Gallia is an 1895 novel written by Ménie Muriel Dowie. It is usually categorised as a New Woman novel.
Set mainly in 1890s London and rural Surrey, Gallia is about a conventional aristocratic family with an unconventional daughter, who is the eponymous heroine of the story. However, Gallia does not openly rebel against society by, say, demanding equal rights for women or by deliberately breaking social rules. Rather, she leads a quiet, inconspicuous life, outwardly conforming to all the norms she is expected to observe. Her unconventionality is expressed in her unusual thoughts and ideas, in particular on human reproduction, which are given broad scope by the narrator. Thus, Gallia can be read as a philosophical novel.
Ever since their only child Gallia decided to get a university education about five years ago, Lord and Lady Hamesthwaite have been carefully watching their daughter's silent alienation from their world and have had their doubts if she will ever consent to marry one of the eligible young men that present themselves to the family. Gallia is attractive, healthy and clever but all the men around her agree that she never behaves in an easy-going, coquettish manner. Family and friends are occasionally shocked by the topics she chooses for polite conversation, such as politics or sex.
Since her Oxford days, Gallia has known Hubert Essex, who has embarked on an academic career and does research on Darwinian theory. It is Essex with whom Gallia genuinely falls in love. Her honesty compels her to confess her love for him, and she is devastated when she is rejected by Essex. When he tells her bluntly that his "life has no need of" her, Gallia knows that she will never be able to experience romantic love again. What Essex omits from his speech is the fact that he is suffering from a hereditary heart condition and that he is very likely to die young.
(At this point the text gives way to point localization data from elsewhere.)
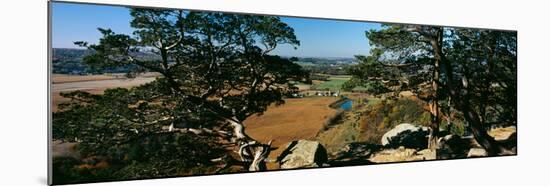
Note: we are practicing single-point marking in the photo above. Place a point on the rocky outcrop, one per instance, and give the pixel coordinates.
(402, 154)
(303, 154)
(406, 135)
(477, 152)
(356, 153)
(452, 146)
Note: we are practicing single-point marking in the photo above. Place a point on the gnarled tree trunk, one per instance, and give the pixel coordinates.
(253, 152)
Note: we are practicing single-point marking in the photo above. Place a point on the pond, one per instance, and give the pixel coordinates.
(347, 105)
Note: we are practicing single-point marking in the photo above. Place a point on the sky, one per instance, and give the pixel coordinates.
(318, 37)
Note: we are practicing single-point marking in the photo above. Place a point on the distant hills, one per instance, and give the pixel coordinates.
(69, 61)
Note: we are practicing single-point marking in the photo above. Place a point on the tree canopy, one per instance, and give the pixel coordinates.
(216, 70)
(472, 71)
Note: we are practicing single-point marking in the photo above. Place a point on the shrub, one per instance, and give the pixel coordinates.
(382, 116)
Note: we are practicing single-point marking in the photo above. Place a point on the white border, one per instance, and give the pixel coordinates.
(23, 102)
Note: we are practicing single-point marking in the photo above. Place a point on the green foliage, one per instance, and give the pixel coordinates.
(382, 116)
(215, 68)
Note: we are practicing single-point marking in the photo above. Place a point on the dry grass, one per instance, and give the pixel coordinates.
(94, 84)
(296, 119)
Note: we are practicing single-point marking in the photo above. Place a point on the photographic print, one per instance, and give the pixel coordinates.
(142, 92)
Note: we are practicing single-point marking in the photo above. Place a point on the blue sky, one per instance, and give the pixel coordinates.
(318, 37)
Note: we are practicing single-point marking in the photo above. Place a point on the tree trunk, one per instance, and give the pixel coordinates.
(250, 151)
(434, 104)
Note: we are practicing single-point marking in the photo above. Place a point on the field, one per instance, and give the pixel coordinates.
(296, 119)
(334, 83)
(94, 84)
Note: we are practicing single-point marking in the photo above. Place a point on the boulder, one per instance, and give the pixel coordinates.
(303, 154)
(477, 152)
(452, 146)
(406, 135)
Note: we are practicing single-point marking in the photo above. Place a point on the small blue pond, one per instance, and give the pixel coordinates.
(347, 105)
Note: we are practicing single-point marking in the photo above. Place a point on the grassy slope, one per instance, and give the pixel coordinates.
(296, 119)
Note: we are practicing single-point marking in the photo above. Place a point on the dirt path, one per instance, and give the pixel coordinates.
(296, 119)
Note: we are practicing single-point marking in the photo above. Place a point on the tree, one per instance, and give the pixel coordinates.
(216, 71)
(468, 70)
(404, 58)
(482, 82)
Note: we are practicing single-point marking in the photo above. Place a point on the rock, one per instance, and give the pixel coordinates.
(452, 146)
(407, 135)
(477, 152)
(302, 154)
(402, 154)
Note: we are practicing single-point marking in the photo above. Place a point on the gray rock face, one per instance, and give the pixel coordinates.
(302, 154)
(406, 135)
(477, 152)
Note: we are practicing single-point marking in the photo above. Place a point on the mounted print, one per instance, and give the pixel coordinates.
(140, 93)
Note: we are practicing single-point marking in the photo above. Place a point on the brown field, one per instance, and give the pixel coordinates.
(94, 84)
(296, 119)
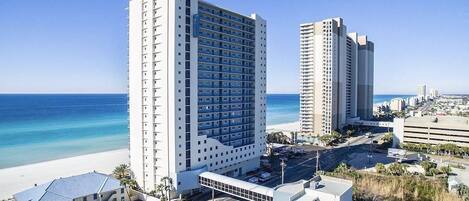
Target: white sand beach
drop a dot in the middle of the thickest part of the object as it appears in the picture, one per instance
(288, 127)
(16, 179)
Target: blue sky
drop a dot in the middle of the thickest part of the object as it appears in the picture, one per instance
(81, 45)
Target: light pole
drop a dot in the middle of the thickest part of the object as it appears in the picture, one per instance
(283, 165)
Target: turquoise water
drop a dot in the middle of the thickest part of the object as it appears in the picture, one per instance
(35, 128)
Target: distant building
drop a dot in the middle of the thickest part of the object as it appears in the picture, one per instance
(422, 91)
(432, 130)
(397, 104)
(90, 186)
(336, 76)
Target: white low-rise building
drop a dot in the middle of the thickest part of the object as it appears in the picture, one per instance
(319, 188)
(432, 130)
(89, 186)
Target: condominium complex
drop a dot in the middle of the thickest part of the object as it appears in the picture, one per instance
(432, 130)
(336, 76)
(397, 104)
(434, 93)
(197, 84)
(422, 91)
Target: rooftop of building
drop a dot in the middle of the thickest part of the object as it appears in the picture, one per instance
(238, 183)
(68, 188)
(324, 184)
(446, 120)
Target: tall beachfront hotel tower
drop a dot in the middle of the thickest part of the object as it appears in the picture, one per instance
(197, 85)
(336, 81)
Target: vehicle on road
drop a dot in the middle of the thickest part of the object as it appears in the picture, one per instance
(254, 180)
(368, 135)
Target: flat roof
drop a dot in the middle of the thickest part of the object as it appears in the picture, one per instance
(326, 184)
(332, 185)
(68, 188)
(239, 183)
(446, 120)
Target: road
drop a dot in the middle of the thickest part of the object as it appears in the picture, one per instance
(305, 167)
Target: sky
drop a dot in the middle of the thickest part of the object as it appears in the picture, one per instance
(80, 46)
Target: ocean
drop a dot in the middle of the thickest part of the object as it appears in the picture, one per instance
(42, 127)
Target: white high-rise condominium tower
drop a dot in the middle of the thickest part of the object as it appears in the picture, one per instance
(336, 76)
(197, 84)
(434, 93)
(422, 90)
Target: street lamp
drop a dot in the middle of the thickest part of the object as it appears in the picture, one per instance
(283, 165)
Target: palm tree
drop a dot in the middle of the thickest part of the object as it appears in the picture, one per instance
(168, 185)
(380, 168)
(160, 192)
(445, 170)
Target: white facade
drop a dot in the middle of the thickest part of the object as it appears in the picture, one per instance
(434, 93)
(171, 107)
(397, 104)
(336, 76)
(422, 91)
(432, 130)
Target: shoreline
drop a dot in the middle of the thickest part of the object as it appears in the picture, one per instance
(19, 178)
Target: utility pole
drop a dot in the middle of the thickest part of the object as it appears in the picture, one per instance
(213, 194)
(317, 161)
(283, 165)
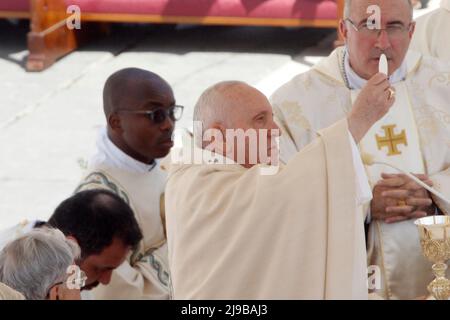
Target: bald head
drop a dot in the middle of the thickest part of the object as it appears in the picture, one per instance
(128, 88)
(215, 105)
(348, 7)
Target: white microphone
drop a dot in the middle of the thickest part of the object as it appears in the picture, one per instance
(383, 66)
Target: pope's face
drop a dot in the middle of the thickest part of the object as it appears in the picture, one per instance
(366, 46)
(253, 114)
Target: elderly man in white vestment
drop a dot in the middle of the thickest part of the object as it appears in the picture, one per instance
(431, 36)
(414, 135)
(239, 227)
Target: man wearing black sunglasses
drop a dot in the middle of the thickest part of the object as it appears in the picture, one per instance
(140, 113)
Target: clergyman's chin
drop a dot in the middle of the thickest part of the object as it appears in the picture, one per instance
(91, 286)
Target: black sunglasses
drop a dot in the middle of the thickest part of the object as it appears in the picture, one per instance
(158, 116)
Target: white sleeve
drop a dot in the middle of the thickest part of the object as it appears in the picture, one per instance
(363, 190)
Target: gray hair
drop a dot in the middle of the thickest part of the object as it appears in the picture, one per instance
(211, 107)
(36, 261)
(348, 5)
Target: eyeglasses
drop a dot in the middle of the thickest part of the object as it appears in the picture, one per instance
(158, 116)
(394, 31)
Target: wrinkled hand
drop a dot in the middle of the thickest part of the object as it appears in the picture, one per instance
(373, 102)
(394, 188)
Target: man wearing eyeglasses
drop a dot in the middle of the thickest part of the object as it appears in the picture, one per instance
(414, 135)
(431, 36)
(140, 113)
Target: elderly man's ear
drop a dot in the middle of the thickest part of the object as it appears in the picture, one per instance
(53, 293)
(343, 29)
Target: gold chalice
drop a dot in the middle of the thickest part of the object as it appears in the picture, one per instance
(435, 241)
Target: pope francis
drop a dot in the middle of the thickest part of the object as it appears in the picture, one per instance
(236, 232)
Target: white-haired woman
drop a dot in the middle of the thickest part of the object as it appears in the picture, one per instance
(40, 265)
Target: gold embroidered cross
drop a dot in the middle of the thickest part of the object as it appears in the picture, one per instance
(391, 140)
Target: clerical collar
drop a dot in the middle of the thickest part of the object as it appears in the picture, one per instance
(108, 153)
(356, 82)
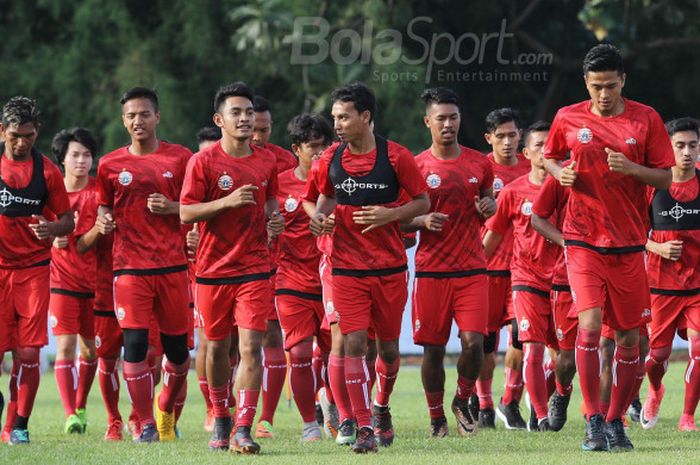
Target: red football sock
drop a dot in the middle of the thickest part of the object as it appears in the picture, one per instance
(386, 378)
(274, 373)
(28, 380)
(86, 375)
(139, 381)
(247, 404)
(336, 378)
(302, 380)
(435, 404)
(357, 382)
(588, 367)
(109, 386)
(624, 367)
(692, 376)
(67, 383)
(533, 368)
(174, 376)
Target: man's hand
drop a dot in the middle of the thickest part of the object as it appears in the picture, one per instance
(373, 215)
(434, 221)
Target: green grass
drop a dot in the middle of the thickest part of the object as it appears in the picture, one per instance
(662, 445)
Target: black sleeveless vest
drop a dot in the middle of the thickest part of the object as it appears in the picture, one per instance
(379, 186)
(26, 201)
(668, 214)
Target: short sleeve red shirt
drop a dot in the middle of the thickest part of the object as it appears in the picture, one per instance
(533, 256)
(19, 248)
(143, 240)
(453, 184)
(233, 243)
(380, 248)
(70, 270)
(606, 209)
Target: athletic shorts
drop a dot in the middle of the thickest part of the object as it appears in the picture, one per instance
(565, 327)
(300, 318)
(224, 306)
(438, 301)
(671, 313)
(500, 302)
(71, 314)
(371, 300)
(24, 294)
(533, 312)
(616, 283)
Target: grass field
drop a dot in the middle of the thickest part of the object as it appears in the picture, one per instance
(662, 445)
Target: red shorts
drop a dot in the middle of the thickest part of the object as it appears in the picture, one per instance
(69, 314)
(533, 311)
(223, 306)
(437, 301)
(24, 294)
(565, 326)
(671, 313)
(140, 299)
(300, 318)
(500, 302)
(616, 283)
(379, 301)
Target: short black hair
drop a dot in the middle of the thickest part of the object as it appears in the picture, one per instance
(682, 125)
(235, 89)
(20, 110)
(59, 145)
(308, 126)
(141, 92)
(437, 95)
(260, 104)
(206, 133)
(501, 116)
(603, 57)
(357, 93)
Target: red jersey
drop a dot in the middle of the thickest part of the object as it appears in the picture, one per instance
(71, 271)
(681, 274)
(233, 243)
(381, 248)
(502, 176)
(299, 256)
(19, 248)
(606, 209)
(551, 203)
(144, 241)
(533, 256)
(453, 184)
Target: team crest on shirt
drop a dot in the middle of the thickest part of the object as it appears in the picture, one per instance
(291, 204)
(433, 180)
(225, 182)
(125, 178)
(584, 135)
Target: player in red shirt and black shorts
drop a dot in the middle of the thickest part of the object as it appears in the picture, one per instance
(672, 267)
(360, 179)
(139, 187)
(617, 147)
(230, 190)
(31, 189)
(450, 281)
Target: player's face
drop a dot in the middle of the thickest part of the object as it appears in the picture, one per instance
(19, 139)
(348, 123)
(236, 118)
(504, 140)
(443, 120)
(262, 128)
(78, 160)
(685, 148)
(605, 89)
When Gallia is introduced to Mark Gurdon, an ambitious social climber who wants to get ahead within the British Civil Service, and when she realizes that he is handsome, healthy, and virile, she chooses him to be the father of her future child, or children. Gurdon, whose guiding principle in life is decency, is keeping a mistress in a studio flat in London who resorts to a self-induced abortion to terminate a pregnancy just at the time when Gurdon starts being attracted by Gallia. But Gallia does not mind: when he proposes to her, she accepts but makes it clear right from the start that she will never be able to love him.